I punch off the mute. “Gary?”
“Here.”
“No.”
en route
In the car, Cindy tells me happily, “You’re the best agent in the
world.”
an evening with christian
Cindy is wearing an eight-thousand-dollar dress and as we enter the Saville I spot men sneaking her appraising glances. I can’t see the representative from Christian Dior, so I get the maître d’ to seat us near the window. We end up, I think, at the same table that 6 and I shared ten months ago.
“Do you know this woman?” I ask the maître d’, pointing at Cindy.
“I am sorry, sir, I do not,” he says. Which is fair enough, given that the only real exposure Cindy has had so far has been in department store catalogs and obscure, unpaid fashion shows.
“Her name is Cindy,” I say, “and I’d like every waiter who comes to this table to say, ‘Excuse me, but aren’t you that model?’ ”

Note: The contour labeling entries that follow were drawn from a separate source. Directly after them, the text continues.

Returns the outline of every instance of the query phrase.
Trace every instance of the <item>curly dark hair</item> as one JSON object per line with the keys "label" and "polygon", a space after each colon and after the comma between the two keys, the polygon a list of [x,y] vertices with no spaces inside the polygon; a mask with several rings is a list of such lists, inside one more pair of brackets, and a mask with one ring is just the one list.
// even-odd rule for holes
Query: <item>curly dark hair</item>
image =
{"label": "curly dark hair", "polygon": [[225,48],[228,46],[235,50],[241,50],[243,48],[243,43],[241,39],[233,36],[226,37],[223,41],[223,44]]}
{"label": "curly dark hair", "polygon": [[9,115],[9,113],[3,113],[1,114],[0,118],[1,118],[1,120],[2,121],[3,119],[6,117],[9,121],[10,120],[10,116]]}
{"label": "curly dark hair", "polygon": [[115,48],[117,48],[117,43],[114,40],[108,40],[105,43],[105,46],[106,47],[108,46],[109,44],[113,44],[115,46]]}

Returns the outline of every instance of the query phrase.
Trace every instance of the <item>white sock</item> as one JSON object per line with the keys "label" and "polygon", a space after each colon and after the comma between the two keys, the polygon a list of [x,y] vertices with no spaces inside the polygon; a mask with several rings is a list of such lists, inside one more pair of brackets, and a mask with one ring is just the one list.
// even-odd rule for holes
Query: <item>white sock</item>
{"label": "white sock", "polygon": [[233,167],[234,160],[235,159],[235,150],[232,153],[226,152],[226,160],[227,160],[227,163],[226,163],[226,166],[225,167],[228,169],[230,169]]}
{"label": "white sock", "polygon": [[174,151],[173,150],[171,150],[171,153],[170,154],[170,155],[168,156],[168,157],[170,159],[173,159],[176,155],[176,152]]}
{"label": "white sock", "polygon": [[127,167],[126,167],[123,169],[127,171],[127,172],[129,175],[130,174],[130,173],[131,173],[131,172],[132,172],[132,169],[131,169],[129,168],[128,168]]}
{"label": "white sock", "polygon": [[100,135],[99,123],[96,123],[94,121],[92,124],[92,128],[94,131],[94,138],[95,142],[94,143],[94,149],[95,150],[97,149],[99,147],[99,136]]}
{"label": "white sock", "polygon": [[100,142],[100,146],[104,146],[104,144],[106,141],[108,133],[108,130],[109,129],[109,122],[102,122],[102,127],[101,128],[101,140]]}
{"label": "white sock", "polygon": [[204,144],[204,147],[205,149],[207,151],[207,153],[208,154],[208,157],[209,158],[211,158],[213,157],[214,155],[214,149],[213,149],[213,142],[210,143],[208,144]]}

“Ah, well,” he says. “I would love to help you—”
I push fifty dollars across the table.
“And so I will.”
“You are most kind,” I tell him. He inclines his head modestly.
When he leaves, Cindy leans forward and whispers, “That was
great!
Scat, you are so good.”
“Uh huh,” I say. I am scanning the room for patches of bad lighting. “Stay away from the ferns. You’ll look a little flat.”
“Thanks,
Scat,” Cindy says, her eyes shining.
Then I spot him: a short, thin man with the trimmest little mustache I’ve seen in my life, being led to our table by the maître d’. I nudge Cindy with my foot.
“Hello,” the man says genially. “You must be Scat and Cindy. I am Christian.”
My mind races. Cindy gasps, “Not Christian
Dior.”
“That is right,” Christian says primly. “Not Christian Dior. Christian Summerset.” His little mouth smirks.
“Christian, good to meet you,” I say, rising and shaking his hand. I learned pretty early in my career as an agent to be friendly to utter jerks; it’s an essential skill. “Have a seat.”
“Thank you.” Christian sits, then runs his gaze critically over Cindy’s body. She smiles back at him hesitantly. “Quite attractive,” Christian says thoughtfully. “Yes, quite attractive.”
Cindy is a little unsure how to take this and seems to be heading toward the monumental error of giggling when with exquisite timing a passing waiter delivers a truly pathetic double take. “
Hey
, ” he says loudly. “Aren’t you that
model?”
He breaks into a huge smile, as if he is expecting applause.
His performance is so bad that I’m sure Christian will never fall for it, but I see his thin black eyebrows rise fractionally.
Bang,
I think.
Cindy delivers her performance with much greater skill—maybe her acting classes are starting to pay off. She bats her eyes demurely and murmurs, “Yes, thank you,” and Christian’s eyebrows rise another tiny notch.
However, this repartee sends the waiter into a slight panic; apparently he hasn’t anticipated the dialogue going this far. To prevent him from improvising his way into an attempted kiss or fleeing in panic, I say, “Water for me, thanks.”
The waiter grabs his pencil gratefully. “And you, sir?”
“Hmm,” Christian says, frowning at the drinks menu. “I think I would like a tall, refreshing glass of Fukk, please.”
“One of our most popular brands,” the waiter says approvingly. He sounds as if he is smiling brightly, but I can’t see through the red haze that has washed over my vision.
Cindy squeezes my hand nervously. Christian and the waiter have fallen silent, and I think they’re staring at me. “Scat,” Cindy explains quietly, “is the true inventor of Fukk.”
I bow my head to the terrible truth of this, and for a moment we are all just sitting around, frozen. Then Christian and the waiter burst out laughing.
“Inventor of Fukk!” Christian giggles, and I see with amazement that there are tears welling in his eyes. “Oh Cindy, you are too much.”
“That’s a good one, ma’am,” the waiter says, pointing his pencil at Cindy. “I tell you what, the guy who invented this drink is laughing all the way to the bank.”
It takes a monumental effort, but I do it. “Yes,” I say, the smile nearly breaking my jaw. “Yes, I bet he is.”
opening moves
After we’ve ordered, Christian says, “I’m afraid I have to tell you that Christian Dior will not be signing Cindy.”